News
Journal reports Baylor, University of Florida researchers find genetic code change that causes rapid liver failure in Alpha-1 babies
HOUSTON, TX—A single change in the genetic code for a “checkpoint enzyme” reduces its activity in the cell and results in rapid and early liver failure in children born with Alpha-1 Antitrypsin Deficiency, say researchers from Baylor College of Medicine and the University of Florida in a recent report in the medical journal Hepatology.
The research team included Richard Sifers, PhD, associate professor of pathology at Baylor College of Medicine; Mark Brantly, MD, director, and Farshid Rouhani, MS, assistant director, of the Alpha-1 research program at the University of Florida; and Shujuan Pan, Lu Huang, John McPherson, Donna Muzny and Richard Gibbs, all of Baylor.
Funding for the research came from the National Institutes of Health, the Fernandez Liver Initiative and the Alpha-1 Foundation.
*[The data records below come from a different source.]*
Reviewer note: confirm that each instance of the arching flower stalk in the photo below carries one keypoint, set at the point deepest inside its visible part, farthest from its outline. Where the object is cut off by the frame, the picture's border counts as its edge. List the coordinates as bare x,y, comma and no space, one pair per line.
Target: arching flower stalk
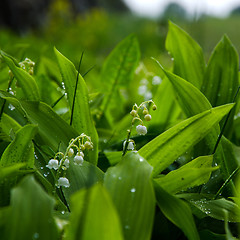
61,161
129,144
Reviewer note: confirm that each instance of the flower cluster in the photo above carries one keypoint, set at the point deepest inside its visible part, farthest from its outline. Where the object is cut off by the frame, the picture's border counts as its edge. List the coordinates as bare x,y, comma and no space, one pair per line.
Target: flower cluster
141,129
129,144
75,151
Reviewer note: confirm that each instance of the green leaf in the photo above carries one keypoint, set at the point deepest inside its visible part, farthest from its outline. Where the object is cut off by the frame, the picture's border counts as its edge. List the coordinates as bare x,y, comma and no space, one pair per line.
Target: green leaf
188,56
26,81
82,119
167,147
194,173
93,216
6,172
52,129
21,149
215,208
221,76
31,213
117,71
192,101
177,211
82,177
130,187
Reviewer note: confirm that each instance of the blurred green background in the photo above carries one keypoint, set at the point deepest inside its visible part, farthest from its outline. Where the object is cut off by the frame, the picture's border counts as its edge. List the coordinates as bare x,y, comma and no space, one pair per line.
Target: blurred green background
95,27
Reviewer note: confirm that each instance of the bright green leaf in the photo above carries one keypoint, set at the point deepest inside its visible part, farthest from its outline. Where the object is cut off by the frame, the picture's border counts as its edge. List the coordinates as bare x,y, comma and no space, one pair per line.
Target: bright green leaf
93,216
221,77
130,187
188,56
82,119
177,211
20,150
194,173
167,147
117,71
31,213
26,81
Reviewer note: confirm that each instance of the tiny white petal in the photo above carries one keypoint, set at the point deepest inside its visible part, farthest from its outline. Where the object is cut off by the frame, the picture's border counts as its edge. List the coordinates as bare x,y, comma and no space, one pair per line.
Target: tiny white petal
78,160
63,182
156,80
141,130
53,163
70,152
130,145
66,163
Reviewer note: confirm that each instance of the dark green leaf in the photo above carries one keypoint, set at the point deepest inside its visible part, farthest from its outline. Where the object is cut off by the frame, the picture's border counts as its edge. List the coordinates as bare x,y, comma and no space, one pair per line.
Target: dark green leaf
26,81
31,213
167,147
93,216
188,56
177,211
194,173
82,119
130,187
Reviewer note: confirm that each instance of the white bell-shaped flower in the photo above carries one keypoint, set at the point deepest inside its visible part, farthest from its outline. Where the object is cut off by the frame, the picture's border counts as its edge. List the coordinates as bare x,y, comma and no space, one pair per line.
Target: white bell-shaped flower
141,130
63,182
78,160
53,164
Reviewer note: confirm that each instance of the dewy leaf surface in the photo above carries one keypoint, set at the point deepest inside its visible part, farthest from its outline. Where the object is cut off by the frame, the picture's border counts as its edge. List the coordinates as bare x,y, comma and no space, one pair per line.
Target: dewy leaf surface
129,184
94,216
188,56
26,81
21,149
177,211
167,147
221,77
31,213
117,71
82,119
192,174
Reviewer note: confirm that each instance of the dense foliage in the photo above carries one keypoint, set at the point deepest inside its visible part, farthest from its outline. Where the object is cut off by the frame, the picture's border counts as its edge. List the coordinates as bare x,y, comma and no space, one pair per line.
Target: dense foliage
132,154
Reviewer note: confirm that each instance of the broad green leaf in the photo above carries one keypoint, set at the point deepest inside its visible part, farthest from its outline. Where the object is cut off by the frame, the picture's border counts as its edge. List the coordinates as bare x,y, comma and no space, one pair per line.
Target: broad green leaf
26,81
129,184
6,172
117,71
20,150
167,108
82,119
52,129
188,56
192,101
31,213
215,208
167,147
8,124
194,173
93,216
177,211
82,177
221,76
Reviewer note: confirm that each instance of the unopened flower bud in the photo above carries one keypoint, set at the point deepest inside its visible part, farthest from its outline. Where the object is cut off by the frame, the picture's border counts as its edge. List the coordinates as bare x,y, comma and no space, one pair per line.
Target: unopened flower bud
148,117
141,130
63,182
154,107
133,113
52,164
88,145
145,111
78,160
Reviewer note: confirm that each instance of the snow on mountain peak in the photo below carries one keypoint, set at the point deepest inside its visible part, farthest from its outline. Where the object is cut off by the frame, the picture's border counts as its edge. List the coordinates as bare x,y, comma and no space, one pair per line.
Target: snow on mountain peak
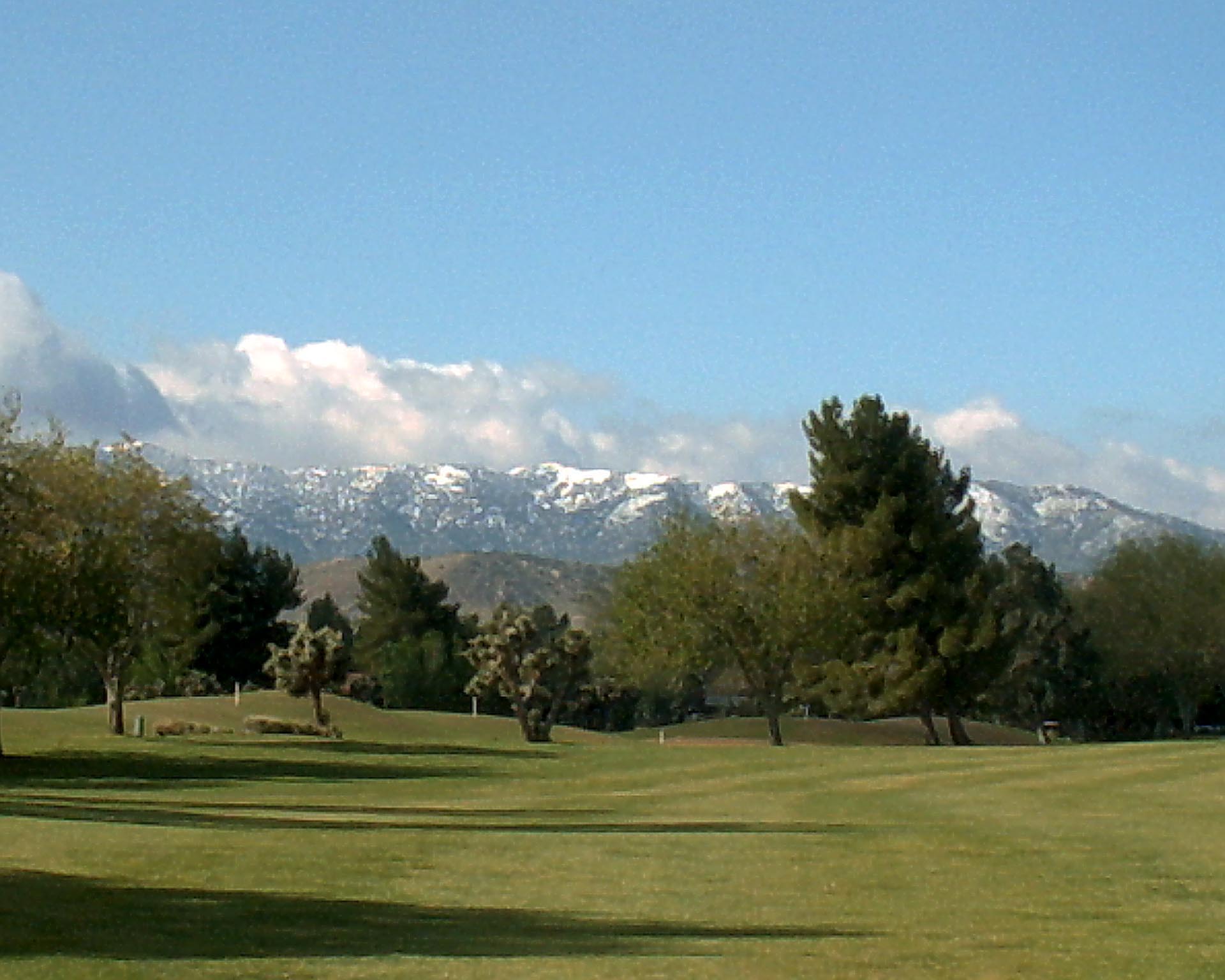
644,480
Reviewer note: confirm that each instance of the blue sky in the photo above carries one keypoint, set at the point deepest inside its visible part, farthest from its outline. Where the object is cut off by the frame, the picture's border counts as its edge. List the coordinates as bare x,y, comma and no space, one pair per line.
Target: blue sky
671,225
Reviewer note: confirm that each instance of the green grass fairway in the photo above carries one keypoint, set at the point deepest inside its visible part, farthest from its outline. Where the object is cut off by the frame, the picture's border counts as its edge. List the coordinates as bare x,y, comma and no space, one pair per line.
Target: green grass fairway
428,845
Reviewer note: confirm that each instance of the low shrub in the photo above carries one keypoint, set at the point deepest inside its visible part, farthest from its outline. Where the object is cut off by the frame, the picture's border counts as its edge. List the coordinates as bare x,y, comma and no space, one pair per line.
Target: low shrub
261,724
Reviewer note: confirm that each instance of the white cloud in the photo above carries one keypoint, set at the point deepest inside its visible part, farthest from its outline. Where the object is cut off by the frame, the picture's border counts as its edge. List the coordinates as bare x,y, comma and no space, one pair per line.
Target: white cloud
999,445
58,375
334,403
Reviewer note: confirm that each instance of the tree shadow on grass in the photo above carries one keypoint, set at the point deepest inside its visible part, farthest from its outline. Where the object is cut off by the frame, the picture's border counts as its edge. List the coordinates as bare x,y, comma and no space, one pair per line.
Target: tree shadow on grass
297,816
145,769
47,914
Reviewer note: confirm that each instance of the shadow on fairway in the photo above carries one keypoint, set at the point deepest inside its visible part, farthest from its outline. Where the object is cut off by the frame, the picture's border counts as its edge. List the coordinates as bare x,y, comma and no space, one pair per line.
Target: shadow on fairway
295,816
80,917
122,769
345,746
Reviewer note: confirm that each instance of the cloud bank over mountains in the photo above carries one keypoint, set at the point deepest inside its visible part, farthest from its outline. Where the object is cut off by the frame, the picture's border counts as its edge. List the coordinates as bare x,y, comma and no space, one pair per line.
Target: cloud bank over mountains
332,403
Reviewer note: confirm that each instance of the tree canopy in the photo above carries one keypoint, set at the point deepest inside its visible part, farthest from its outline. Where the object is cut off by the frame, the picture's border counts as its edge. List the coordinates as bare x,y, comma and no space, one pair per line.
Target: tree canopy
411,639
1157,611
748,596
900,524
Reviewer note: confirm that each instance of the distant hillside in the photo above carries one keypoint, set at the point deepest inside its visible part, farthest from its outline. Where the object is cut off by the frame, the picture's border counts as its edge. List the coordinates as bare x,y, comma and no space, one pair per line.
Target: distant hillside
479,581
590,515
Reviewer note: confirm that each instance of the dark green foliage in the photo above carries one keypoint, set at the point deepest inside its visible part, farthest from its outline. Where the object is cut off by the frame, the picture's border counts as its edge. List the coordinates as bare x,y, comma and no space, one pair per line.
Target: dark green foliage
1055,673
411,640
898,522
246,593
323,612
1157,612
308,664
711,596
536,660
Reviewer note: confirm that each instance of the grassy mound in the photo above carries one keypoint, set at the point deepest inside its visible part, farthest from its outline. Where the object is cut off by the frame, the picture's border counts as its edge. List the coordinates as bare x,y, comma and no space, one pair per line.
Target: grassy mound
434,845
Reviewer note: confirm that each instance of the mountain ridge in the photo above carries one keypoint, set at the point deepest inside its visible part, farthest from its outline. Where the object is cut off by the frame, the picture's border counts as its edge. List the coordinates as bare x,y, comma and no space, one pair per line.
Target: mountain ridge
593,516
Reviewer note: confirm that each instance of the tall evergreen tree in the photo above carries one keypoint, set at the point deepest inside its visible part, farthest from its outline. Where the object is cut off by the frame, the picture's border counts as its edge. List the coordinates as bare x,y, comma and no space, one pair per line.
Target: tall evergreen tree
248,591
902,523
749,597
1157,611
536,660
323,612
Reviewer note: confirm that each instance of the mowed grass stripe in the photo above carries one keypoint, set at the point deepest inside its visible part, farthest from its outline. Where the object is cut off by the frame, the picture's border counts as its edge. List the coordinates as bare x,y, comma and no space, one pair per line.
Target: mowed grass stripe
435,845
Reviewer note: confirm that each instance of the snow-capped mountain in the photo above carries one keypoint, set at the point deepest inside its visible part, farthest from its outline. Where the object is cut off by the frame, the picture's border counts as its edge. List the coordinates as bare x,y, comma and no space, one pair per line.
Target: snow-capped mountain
586,515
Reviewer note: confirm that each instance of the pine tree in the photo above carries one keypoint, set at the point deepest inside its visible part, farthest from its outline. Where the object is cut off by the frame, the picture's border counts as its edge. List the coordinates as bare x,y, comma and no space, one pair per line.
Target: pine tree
246,593
304,667
887,504
536,660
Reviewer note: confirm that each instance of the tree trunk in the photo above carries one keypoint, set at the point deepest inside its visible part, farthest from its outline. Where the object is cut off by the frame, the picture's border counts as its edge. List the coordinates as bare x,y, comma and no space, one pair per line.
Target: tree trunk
957,728
1189,709
776,729
114,704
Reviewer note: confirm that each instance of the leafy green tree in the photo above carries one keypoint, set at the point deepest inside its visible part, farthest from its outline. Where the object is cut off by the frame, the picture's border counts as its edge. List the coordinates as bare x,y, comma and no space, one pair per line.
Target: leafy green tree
410,637
248,591
537,660
889,510
1055,672
707,596
308,664
137,551
1157,611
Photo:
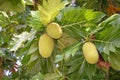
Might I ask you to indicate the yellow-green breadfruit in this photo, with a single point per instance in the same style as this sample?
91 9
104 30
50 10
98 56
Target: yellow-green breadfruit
12 5
90 53
46 45
54 30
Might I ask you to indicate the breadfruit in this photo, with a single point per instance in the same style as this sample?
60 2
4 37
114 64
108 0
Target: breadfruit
54 30
90 53
11 5
46 45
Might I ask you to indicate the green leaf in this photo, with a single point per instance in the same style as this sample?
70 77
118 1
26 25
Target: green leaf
114 59
108 38
18 40
69 51
52 76
75 25
33 68
16 6
50 9
34 21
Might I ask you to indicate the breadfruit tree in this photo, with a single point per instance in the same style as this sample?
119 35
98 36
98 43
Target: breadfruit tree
59 39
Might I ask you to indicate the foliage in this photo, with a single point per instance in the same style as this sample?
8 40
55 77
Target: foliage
20 33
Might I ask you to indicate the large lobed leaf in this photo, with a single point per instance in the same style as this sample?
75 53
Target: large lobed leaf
49 10
18 40
108 40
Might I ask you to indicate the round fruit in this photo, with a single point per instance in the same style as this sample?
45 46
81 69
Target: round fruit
11 5
46 46
90 53
54 30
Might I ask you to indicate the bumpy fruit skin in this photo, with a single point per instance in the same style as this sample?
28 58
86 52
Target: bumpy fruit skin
46 45
54 30
11 5
90 53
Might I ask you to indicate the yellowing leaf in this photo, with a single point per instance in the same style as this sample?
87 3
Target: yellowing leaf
50 9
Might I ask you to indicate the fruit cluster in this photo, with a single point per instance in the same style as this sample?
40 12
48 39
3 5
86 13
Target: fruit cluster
90 52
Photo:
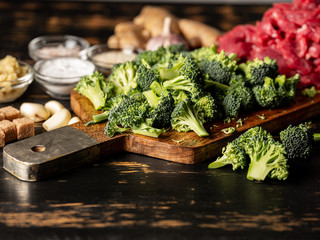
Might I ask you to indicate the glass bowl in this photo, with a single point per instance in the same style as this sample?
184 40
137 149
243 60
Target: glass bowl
48 47
59 76
104 58
13 89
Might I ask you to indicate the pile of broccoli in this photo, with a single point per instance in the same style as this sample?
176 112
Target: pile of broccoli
183 90
265 156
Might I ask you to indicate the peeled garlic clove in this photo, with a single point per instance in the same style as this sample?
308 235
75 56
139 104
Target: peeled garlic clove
35 111
57 120
73 120
53 106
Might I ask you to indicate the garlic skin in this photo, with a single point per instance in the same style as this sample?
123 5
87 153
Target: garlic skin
166 39
74 120
53 106
35 111
57 120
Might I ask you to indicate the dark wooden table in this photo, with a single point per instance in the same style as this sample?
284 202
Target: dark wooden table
128 196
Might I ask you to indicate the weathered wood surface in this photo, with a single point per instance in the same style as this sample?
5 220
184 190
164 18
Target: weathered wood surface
188 148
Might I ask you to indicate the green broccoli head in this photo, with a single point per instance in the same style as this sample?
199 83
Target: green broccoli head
220 67
256 70
185 118
242 94
203 53
231 106
206 107
96 89
267 158
232 154
151 57
112 128
132 113
123 77
297 141
145 76
266 95
161 109
276 92
184 75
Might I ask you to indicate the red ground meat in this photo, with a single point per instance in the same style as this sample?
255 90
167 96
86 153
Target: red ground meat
287 32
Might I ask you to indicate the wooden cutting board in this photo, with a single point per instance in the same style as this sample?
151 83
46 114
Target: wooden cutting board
188 148
57 151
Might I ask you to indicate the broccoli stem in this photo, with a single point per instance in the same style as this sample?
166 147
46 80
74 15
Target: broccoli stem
146 130
220 162
195 125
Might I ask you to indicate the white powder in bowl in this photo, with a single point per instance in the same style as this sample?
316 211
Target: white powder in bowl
64 67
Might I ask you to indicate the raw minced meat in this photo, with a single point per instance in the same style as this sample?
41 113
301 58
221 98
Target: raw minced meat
287 32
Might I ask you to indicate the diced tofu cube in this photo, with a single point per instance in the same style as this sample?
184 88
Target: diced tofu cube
9 129
25 127
10 112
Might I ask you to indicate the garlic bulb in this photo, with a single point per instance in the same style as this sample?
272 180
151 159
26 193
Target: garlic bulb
166 39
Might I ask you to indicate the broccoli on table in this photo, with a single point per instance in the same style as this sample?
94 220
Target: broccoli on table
145 76
96 89
232 154
123 77
132 114
183 75
276 92
112 128
161 108
206 108
256 70
185 118
220 67
109 105
151 57
298 141
267 158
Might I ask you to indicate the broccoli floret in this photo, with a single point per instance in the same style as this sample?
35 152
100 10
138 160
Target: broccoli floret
256 70
110 104
179 95
123 77
267 158
297 141
184 75
145 76
220 67
231 106
266 95
185 118
112 128
231 154
132 114
243 94
286 88
206 107
276 92
162 107
203 53
151 57
177 48
96 89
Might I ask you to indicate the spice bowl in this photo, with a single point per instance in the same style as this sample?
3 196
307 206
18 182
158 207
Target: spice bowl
104 58
59 76
11 90
48 47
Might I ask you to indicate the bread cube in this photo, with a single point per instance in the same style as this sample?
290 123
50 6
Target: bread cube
25 127
9 129
2 138
10 112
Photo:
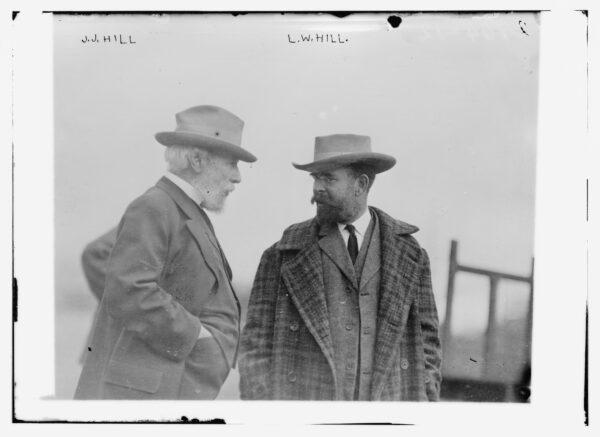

Alphas—people born with a defective gene for alpha-1 antitrypsin—do not make a form of the protein that can protect the lungs because it is inappropriately retained in the liver. Some people with Alpha-1 also have liver disease, but the age at which it occurs varies.
In this study, researchers identified a particular mutation in the gene for a “checkpoint enzyme” called ER mannosidase I, or “ERMan1.” This mutation leads to early liver failure, and without a transplant, many such infants die.